7.   See McGill, 839 P.2d at 397 (noting that “[t]he required period of adverse use is ten years” for an adverse possession claim under AS 09.10.030, which is the same for prescription).

8.   Restatement (Third) of Prop:  Servitudes § 2.17, cmt. a (2000);  see also McGill, 839 P.2d at 398 (“Exclusivity of use is not generally a requirement for a prescriptive easement as it is for a claim of adverse possession.”).

9.   See Jon W. Bruce and James W. Ely, Jr., The Law of Easements and Licenses in Land § 5:24 (2004).

10.   Brimstone Mining, Inc. v. Glaus, 317 Mont. 236, 77 P.3d 175, 181 (2003) (internal citations omitted).

11.   J.F. Gioia, Inc. v. Cardinal American Corp., 23 Ohio App.3d 33, 491 N.E.2d 325, 330 (1985) (“A landowner obtains an easement by prescription for a specific use of his neighbor's property when he uses that property in that manner” sufficient to satisfy the elements of a prescriptive easement.).

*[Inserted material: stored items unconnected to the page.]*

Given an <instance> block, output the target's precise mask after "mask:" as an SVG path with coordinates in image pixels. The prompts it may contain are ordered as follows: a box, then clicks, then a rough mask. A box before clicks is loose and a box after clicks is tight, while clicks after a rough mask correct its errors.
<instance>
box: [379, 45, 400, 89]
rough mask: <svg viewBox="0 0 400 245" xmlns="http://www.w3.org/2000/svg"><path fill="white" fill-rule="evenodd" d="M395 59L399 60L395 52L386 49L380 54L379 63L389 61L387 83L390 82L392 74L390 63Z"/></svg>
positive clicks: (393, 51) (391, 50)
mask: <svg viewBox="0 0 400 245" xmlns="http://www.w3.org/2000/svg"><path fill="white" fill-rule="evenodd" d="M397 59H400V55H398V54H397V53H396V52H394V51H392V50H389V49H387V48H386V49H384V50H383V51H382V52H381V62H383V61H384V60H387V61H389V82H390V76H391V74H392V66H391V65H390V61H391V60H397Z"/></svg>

12.   See Elmer v. Rodgers, 106 N.H. 512, 214 A.2d 750 (1965) (holding that public established a prescriptive easement over church's property even where plaintiff, in his own right, would not be able to satisfy requirements for prescription).

13.   Compare McDonald v. Harris, 978 P.2d 81 (Alaska 1999) (upholding a private prescriptive easement), with Price v. Eastham, 75 P.3d 1051 (Alaska 2003) (upholding a public prescriptive easement).

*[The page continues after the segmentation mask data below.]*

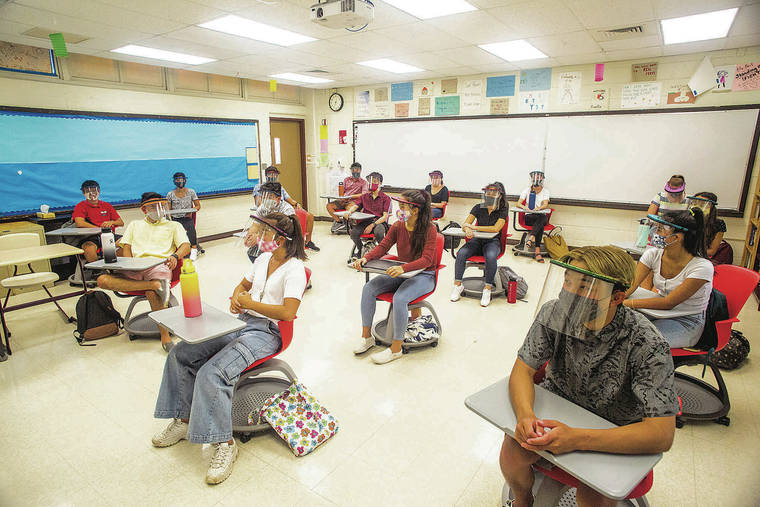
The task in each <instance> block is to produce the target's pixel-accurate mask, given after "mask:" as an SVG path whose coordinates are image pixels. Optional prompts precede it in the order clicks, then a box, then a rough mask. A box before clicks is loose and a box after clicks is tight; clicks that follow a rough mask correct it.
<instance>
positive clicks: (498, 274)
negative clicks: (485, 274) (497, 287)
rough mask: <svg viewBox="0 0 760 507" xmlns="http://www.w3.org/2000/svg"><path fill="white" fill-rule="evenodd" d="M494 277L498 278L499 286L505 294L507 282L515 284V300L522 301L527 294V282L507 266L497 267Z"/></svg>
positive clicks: (520, 276)
mask: <svg viewBox="0 0 760 507" xmlns="http://www.w3.org/2000/svg"><path fill="white" fill-rule="evenodd" d="M496 276H498V277H499V281H500V282H501V286H502V287H504V291H505V292H506V291H507V289H508V287H509V282H513V281H514V282H517V299H524V298H525V295H526V294H527V293H528V282H526V281H525V278H523V277H521V276H520V275H518V274H517V273H515V271H514V270H513V269H512V268H510V267H509V266H499V269H498V271H497V272H496Z"/></svg>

14.   Dillingham Commercial Co., Inc. v. City of Dillingham, 705 P.2d 410, 416-17 (Alaska 1985) (citing Alaska Nat'l Bank v. Linck, 559 P.2d 1049, 1052 (Alaska 1977)).

15.   McDonald, 978 P.2d at 83.

16.   See Restatement (Third) Prop.:  Servitudes § 4.10 cmt. d (2000) (The scope of a prescriptive easement is “defined specifically so that only the use that created the easement and closely related ancillary uses are included within the purpose.”).

17.   75 P.3d 1051 (Alaska 2003).

18.   Id. at 1053.

19.   Id. at 1059.

20.   Id. at 1054.

21.   106 N.H. 512, 214 A.2d 750 (1965).

22.   Id. at 752.

23.   See Southeastern Pennsylvania Transp. Auth. v. Pennsylvania Pub. Util. Comm'n, 95 Pa.Cmwlth. 341, 505 A.2d 1046, 1049 (1986);  see also Williams v. Harrsch, 297 Or. 1, 681 P.2d 119, 122-23 (1984).

24.   Elmer, 214 A.2d at 752.   We note that Alaska law generally treats corporations as having “all the powers of a natural person carrying out its business activities, including, without limitation, the power to ․ sue and be sued in its corporate name.”  AS 10.06.010(2).

25.   The Swopes advance several alternative grounds for affirming the superior court's order.   For instance, they argue that the doctrine of primary jurisdiction allows only the North Star Borough Advisory Trail Commission to create trails within the Fairbanks area and that, under article I, section 18 of the Alaska Constitution, state courts cannot create public rights by adverse possession without also paying just compensation.   But the superior court narrowly grounded its order of dismissal on the Coalition's perceived lack of standing and inability to prove continuity under Price v. Eastham.   Because these were the only issues raised in the petition and the only ones on which we granted review, we decline to express any opinion on the alternative grounds raised by the Swopes.

BRYNER, Chief Justice.

MATTHEWS, Justice, not participating.